Tokenometer is useful when token cost needs to be visible before prompts reach production. Pick the surface that matches the workflow: CLI for local checks, GitHub Action for PR guardrails, VS Code/Cursor for editor feedback, MCP for agent clients, and the library packages for app code.
For the canonical step-by-step CI guide, see Add an LLM Prompt Cost Gate to GitHub Actions in 10 Minutes.
name: prompt-cost
on:
pull_request:
paths:
- "prompts/**"
- "src/**/*.prompt.*"
jobs:
tokenometer:
runs-on: ubuntu-latest
steps:
- uses: actions/checkout@v4
with:
fetch-depth: 0
- uses: faraa2m/tokenometer/packages/action@v1
with:
paths: prompts/**/*.md,src/**/*.prompt.ts
models: claude-sonnet-4-6,gpt-4o,gemini-2.5-pro
formats: markdown,json,yaml
budget: "0.25"
top-n-files: 10Use this when prompt changes are reviewed like source code.
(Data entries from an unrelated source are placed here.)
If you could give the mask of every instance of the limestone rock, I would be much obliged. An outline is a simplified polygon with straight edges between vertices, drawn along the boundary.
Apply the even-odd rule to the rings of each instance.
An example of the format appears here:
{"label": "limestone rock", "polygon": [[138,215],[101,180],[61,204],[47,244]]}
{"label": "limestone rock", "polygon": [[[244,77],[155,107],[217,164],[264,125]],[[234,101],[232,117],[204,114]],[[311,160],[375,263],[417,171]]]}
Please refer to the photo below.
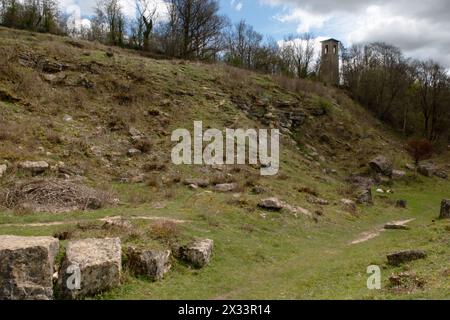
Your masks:
{"label": "limestone rock", "polygon": [[409,230],[410,229],[408,226],[405,226],[403,224],[397,224],[397,223],[386,223],[384,225],[384,228],[386,230]]}
{"label": "limestone rock", "polygon": [[221,183],[221,184],[216,184],[213,189],[214,191],[217,192],[231,192],[236,190],[236,188],[238,187],[237,183]]}
{"label": "limestone rock", "polygon": [[279,210],[283,209],[283,203],[278,198],[262,199],[258,203],[258,206],[263,209],[274,210],[274,211],[279,211]]}
{"label": "limestone rock", "polygon": [[440,219],[450,219],[450,200],[444,199],[441,202],[441,214]]}
{"label": "limestone rock", "polygon": [[133,228],[130,220],[123,217],[108,217],[102,219],[102,221],[105,222],[103,224],[103,228],[120,228],[124,230],[130,230]]}
{"label": "limestone rock", "polygon": [[407,202],[406,200],[397,200],[397,202],[395,203],[395,206],[397,208],[406,208]]}
{"label": "limestone rock", "polygon": [[432,177],[433,174],[436,172],[436,168],[434,165],[430,163],[425,163],[418,166],[417,172],[419,172],[421,175],[425,177]]}
{"label": "limestone rock", "polygon": [[392,162],[389,161],[385,156],[379,155],[376,158],[372,159],[369,162],[369,166],[378,173],[381,173],[385,176],[392,175]]}
{"label": "limestone rock", "polygon": [[447,179],[448,178],[448,175],[447,175],[447,173],[445,172],[445,171],[436,171],[436,172],[434,172],[434,175],[436,176],[436,177],[439,177],[439,178],[441,178],[441,179]]}
{"label": "limestone rock", "polygon": [[187,186],[195,184],[200,188],[206,188],[207,186],[209,186],[210,181],[208,179],[197,178],[197,179],[185,179],[183,183]]}
{"label": "limestone rock", "polygon": [[126,266],[135,275],[160,280],[170,270],[169,250],[142,250],[129,247],[126,252]]}
{"label": "limestone rock", "polygon": [[194,267],[201,268],[209,263],[213,247],[213,240],[198,239],[191,244],[179,247],[178,256]]}
{"label": "limestone rock", "polygon": [[356,203],[353,200],[350,199],[341,199],[341,204],[344,207],[344,209],[348,211],[355,211],[356,210]]}
{"label": "limestone rock", "polygon": [[19,163],[19,168],[29,171],[32,174],[43,173],[49,167],[49,164],[45,161],[23,161]]}
{"label": "limestone rock", "polygon": [[[121,270],[119,238],[69,241],[59,271],[61,297],[79,299],[118,286]],[[74,280],[78,272],[79,286]]]}
{"label": "limestone rock", "polygon": [[356,202],[359,204],[372,204],[372,191],[370,189],[359,189],[356,192]]}
{"label": "limestone rock", "polygon": [[59,241],[0,236],[0,300],[50,300]]}
{"label": "limestone rock", "polygon": [[414,261],[418,259],[425,259],[427,256],[423,250],[405,250],[387,255],[388,264],[398,266],[402,263]]}
{"label": "limestone rock", "polygon": [[403,170],[392,170],[392,179],[401,179],[406,176],[406,172]]}
{"label": "limestone rock", "polygon": [[315,197],[315,196],[307,196],[306,197],[306,201],[308,201],[309,203],[318,204],[318,205],[321,205],[321,206],[327,206],[327,205],[330,204],[328,202],[328,200],[325,200],[325,199],[322,199],[322,198],[319,198],[319,197]]}
{"label": "limestone rock", "polygon": [[6,164],[0,164],[0,178],[3,177],[7,169],[8,166]]}

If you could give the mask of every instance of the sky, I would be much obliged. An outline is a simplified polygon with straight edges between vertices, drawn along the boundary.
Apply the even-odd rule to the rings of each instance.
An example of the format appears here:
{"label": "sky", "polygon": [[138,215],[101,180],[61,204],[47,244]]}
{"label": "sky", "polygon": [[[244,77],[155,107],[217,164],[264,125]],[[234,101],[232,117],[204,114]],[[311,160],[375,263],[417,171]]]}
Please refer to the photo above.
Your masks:
{"label": "sky", "polygon": [[[96,0],[62,0],[63,10],[93,12]],[[120,0],[134,16],[133,0]],[[160,3],[164,0],[155,0]],[[408,57],[432,58],[450,69],[450,0],[219,0],[221,13],[235,23],[243,19],[275,40],[312,33],[318,40],[353,43],[383,41]],[[76,5],[76,6],[74,6]],[[161,9],[161,19],[164,18]],[[86,22],[86,21],[85,21]]]}

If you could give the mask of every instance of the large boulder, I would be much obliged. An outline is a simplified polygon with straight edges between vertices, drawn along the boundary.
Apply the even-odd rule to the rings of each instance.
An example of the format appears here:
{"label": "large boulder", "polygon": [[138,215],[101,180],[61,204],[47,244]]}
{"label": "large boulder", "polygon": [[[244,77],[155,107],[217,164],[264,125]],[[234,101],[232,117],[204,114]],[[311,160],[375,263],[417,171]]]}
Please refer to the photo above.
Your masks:
{"label": "large boulder", "polygon": [[441,202],[441,214],[440,219],[450,219],[450,200],[444,199]]}
{"label": "large boulder", "polygon": [[387,255],[388,264],[398,266],[402,263],[414,261],[418,259],[425,259],[427,254],[423,250],[405,250]]}
{"label": "large boulder", "polygon": [[201,268],[209,263],[213,247],[213,240],[198,239],[188,245],[180,246],[177,256],[194,267]]}
{"label": "large boulder", "polygon": [[283,203],[278,198],[262,199],[258,203],[258,206],[260,208],[272,211],[280,211],[281,209],[283,209]]}
{"label": "large boulder", "polygon": [[432,177],[436,172],[436,167],[431,163],[423,163],[417,167],[417,172],[425,177]]}
{"label": "large boulder", "polygon": [[385,176],[392,176],[393,166],[385,156],[379,155],[369,162],[369,166],[377,173],[381,173]]}
{"label": "large boulder", "polygon": [[442,170],[435,171],[435,172],[434,172],[434,175],[435,175],[436,177],[441,178],[441,179],[447,179],[447,178],[448,178],[447,172],[442,171]]}
{"label": "large boulder", "polygon": [[19,168],[32,174],[40,174],[49,168],[49,164],[45,161],[23,161],[19,163]]}
{"label": "large boulder", "polygon": [[69,241],[59,271],[60,297],[79,299],[109,290],[120,284],[121,271],[119,238]]}
{"label": "large boulder", "polygon": [[406,172],[403,170],[392,170],[392,179],[402,179],[406,176]]}
{"label": "large boulder", "polygon": [[50,300],[59,251],[52,237],[0,236],[0,300]]}
{"label": "large boulder", "polygon": [[126,252],[126,266],[135,275],[160,280],[170,270],[169,250],[143,250],[129,247]]}

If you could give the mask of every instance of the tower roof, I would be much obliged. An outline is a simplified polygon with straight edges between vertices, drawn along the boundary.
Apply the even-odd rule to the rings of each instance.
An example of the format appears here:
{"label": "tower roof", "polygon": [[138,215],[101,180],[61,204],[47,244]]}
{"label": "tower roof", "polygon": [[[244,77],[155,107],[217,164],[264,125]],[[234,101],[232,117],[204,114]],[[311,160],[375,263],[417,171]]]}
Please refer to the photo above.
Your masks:
{"label": "tower roof", "polygon": [[330,38],[330,39],[323,40],[323,41],[320,41],[320,42],[329,42],[329,41],[340,42],[339,40],[336,40],[336,39],[334,39],[334,38]]}

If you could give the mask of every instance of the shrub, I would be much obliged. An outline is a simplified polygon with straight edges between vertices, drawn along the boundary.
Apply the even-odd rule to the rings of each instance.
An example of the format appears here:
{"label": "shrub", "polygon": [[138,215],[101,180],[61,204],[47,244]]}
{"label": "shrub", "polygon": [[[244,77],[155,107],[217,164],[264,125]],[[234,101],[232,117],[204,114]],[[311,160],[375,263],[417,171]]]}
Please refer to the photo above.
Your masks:
{"label": "shrub", "polygon": [[412,138],[408,141],[406,150],[414,159],[414,164],[417,168],[420,161],[431,158],[431,155],[433,154],[433,145],[427,139]]}

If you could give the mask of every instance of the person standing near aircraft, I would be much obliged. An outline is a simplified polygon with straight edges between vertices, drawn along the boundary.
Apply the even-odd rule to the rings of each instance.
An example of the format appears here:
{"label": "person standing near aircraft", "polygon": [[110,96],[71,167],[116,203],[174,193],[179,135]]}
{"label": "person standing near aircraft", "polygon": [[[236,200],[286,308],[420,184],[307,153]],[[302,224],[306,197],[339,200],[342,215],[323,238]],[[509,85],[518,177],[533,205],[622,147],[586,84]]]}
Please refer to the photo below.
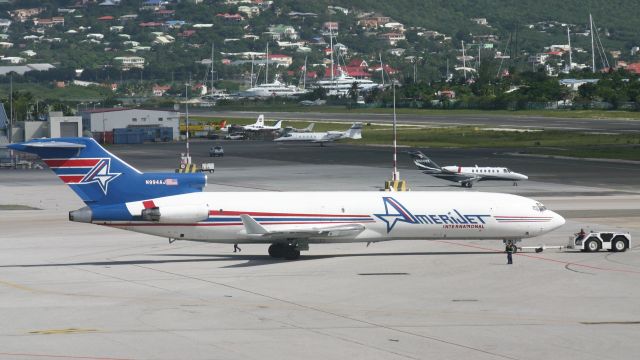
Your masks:
{"label": "person standing near aircraft", "polygon": [[237,250],[238,252],[241,252],[241,251],[242,251],[242,249],[240,249],[240,246],[238,246],[238,243],[233,244],[233,252],[236,252],[236,250]]}
{"label": "person standing near aircraft", "polygon": [[505,247],[505,251],[507,252],[507,265],[512,265],[513,253],[516,252],[516,246],[513,245],[512,241],[507,241],[507,246]]}

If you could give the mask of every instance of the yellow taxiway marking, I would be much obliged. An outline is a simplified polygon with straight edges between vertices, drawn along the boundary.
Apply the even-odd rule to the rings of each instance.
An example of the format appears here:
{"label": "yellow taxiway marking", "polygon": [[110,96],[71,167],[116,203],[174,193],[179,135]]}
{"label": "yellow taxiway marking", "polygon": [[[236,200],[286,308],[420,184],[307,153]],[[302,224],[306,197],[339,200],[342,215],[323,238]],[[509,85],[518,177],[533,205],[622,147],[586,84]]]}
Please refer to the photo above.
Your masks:
{"label": "yellow taxiway marking", "polygon": [[81,334],[81,333],[90,333],[96,332],[96,329],[77,329],[77,328],[68,328],[68,329],[46,329],[46,330],[34,330],[29,331],[29,334],[35,335],[53,335],[53,334]]}

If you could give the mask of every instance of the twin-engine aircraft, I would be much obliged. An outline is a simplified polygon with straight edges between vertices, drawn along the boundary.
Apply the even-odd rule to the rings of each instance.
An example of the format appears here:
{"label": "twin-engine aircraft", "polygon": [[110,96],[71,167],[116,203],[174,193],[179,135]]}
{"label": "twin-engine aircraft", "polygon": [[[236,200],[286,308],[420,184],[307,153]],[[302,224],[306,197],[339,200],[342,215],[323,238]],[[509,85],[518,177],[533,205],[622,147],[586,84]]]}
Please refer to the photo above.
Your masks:
{"label": "twin-engine aircraft", "polygon": [[470,188],[477,181],[487,180],[513,181],[513,185],[517,185],[517,181],[529,178],[527,175],[513,172],[506,167],[480,167],[478,165],[473,167],[458,165],[440,167],[420,151],[410,151],[409,155],[413,158],[413,163],[423,173],[457,182],[462,187]]}
{"label": "twin-engine aircraft", "polygon": [[277,142],[312,142],[321,145],[340,139],[362,139],[362,124],[353,123],[346,131],[324,131],[324,132],[287,132],[279,138],[273,139]]}
{"label": "twin-engine aircraft", "polygon": [[203,192],[203,173],[142,173],[91,138],[9,145],[37,154],[84,201],[71,221],[173,240],[268,245],[297,259],[309,244],[520,240],[564,224],[521,196],[483,192]]}

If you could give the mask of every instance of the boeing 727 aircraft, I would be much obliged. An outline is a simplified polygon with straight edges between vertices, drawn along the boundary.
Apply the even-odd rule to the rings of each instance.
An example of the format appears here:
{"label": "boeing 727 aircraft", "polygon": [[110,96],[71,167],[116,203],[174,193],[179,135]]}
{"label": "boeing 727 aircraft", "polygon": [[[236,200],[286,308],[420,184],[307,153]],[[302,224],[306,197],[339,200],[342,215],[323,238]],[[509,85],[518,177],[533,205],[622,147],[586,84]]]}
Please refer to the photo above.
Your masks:
{"label": "boeing 727 aircraft", "polygon": [[71,221],[173,240],[269,245],[297,259],[309,244],[386,240],[514,240],[562,216],[521,196],[482,192],[203,192],[203,173],[142,173],[91,138],[11,144],[37,154],[84,201]]}
{"label": "boeing 727 aircraft", "polygon": [[479,167],[478,165],[474,167],[458,165],[440,167],[420,151],[410,151],[409,155],[413,158],[413,163],[423,173],[439,179],[458,182],[462,187],[470,188],[476,181],[487,180],[513,181],[513,184],[516,185],[516,181],[528,179],[526,175],[513,172],[505,167]]}
{"label": "boeing 727 aircraft", "polygon": [[287,132],[279,138],[273,139],[277,142],[313,142],[321,145],[327,142],[340,139],[362,139],[362,124],[353,123],[346,131],[325,131],[325,132]]}

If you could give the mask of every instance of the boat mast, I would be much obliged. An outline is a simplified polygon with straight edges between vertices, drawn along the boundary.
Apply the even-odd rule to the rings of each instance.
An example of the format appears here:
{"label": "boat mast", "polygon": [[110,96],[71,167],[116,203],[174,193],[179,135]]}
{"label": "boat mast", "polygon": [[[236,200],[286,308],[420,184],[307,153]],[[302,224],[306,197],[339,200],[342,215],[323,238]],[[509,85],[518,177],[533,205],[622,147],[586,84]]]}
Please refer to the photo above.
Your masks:
{"label": "boat mast", "polygon": [[269,42],[267,42],[267,66],[264,73],[264,83],[269,83]]}
{"label": "boat mast", "polygon": [[464,81],[467,82],[467,61],[464,55],[464,40],[462,40],[462,70],[464,71]]}
{"label": "boat mast", "polygon": [[591,72],[596,72],[596,50],[593,45],[593,17],[589,13],[589,32],[591,33]]}
{"label": "boat mast", "polygon": [[249,83],[250,83],[249,88],[252,88],[253,87],[253,54],[251,54],[251,79],[249,79]]}
{"label": "boat mast", "polygon": [[569,26],[567,25],[567,40],[569,42],[569,71],[573,67],[573,60],[571,59],[571,34],[569,32]]}
{"label": "boat mast", "polygon": [[211,95],[213,95],[213,51],[215,48],[215,43],[211,42]]}
{"label": "boat mast", "polygon": [[331,31],[331,26],[329,26],[329,49],[331,52],[331,81],[333,81],[333,32]]}
{"label": "boat mast", "polygon": [[302,72],[302,88],[307,88],[307,56],[304,57],[304,71]]}
{"label": "boat mast", "polygon": [[378,53],[380,58],[380,76],[382,76],[382,87],[384,88],[384,64],[382,64],[382,53]]}

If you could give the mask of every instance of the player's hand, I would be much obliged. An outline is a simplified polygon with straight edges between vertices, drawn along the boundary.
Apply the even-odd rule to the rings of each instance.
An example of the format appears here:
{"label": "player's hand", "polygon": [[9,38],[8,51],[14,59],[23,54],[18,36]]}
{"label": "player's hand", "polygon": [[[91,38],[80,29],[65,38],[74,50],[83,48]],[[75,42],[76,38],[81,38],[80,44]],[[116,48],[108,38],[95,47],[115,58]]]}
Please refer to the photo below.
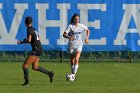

The action posts a sticky PR comment with per-file deltas and fails the check when the total increase crosses the configured budget.
ext install faraa2m.tokenometer-vscode
Recommended team defaults:
{
"tokenometer.model": "claude-sonnet-4-6",
"tokenometer.format": "markdown",
"tokenometer.warnOnCostAbove": 0.05
}This gives prompt authors live token and USD feedback before CI runs.
{
"mcpServers": {
"tokenometer": {
"command": "npx",
"args": ["@tokenometer/mcp"]
}
}
}Use the MCP server when Claude Code, Cursor, or another agent client needs a real cost estimate instead of guessing from a rough token heuristic.
import { tokenize } from "@tokenometer/core";
export async function pricePrompt(prompt: string) {
return tokenize({
prompt,
modelId: "gpt-4o",
format: "text",
});
}Call this before a chain step that expands context, retrieves documents, or generates long summaries. Store the result next to trace metadata so cost can be reviewed with latency and quality.
import { tokenize } from "@tokenometer/core";
export async function POST(req: Request) {
const { prompt } = await req.json();
const cost = tokenize({
prompt,
modelId: "gpt-4o",
format: "text",
});
if (cost.inputCost > 0.1) {
return Response.json({ error: "Prompt exceeds cost budget" }, { status: 400 });
}
// Continue with streamText/generateText after the budget gate.
}Use this pattern for user-generated prompts where a single request can become a large bill.
import { tokenize } from "@tokenometer/core";
const prompt = "Summarize the attached support ticket history.";
const cost = await tokenize({ prompt, modelId: "claude-sonnet-4-6", format: "text" });
if (cost.inputCost > 0.05) {
throw new Error(`Prompt budget exceeded: $${cost.inputCost.toFixed(4)}`);
}Put the check immediately before the provider call. For production systems, record the estimate, selected model, prompt hash, and request id in logs.
A team keeps support-agent prompts in prompts/support/*.md. A pull request
adds several examples to improve tone, but the prompt cost doubles for every
support ticket. Tokenometer catches the delta in CI before merge:
- The GitHub Action compares the PR branch against the base branch.
- The sticky comment shows which prompt file caused the increase.
- The check fails because the configured
budgetis exceeded. - The author moves rare examples into retrieval data instead of the base prompt, preserving quality without permanently increasing every call.
This is the core operating model: prompt cost becomes a reviewable code change.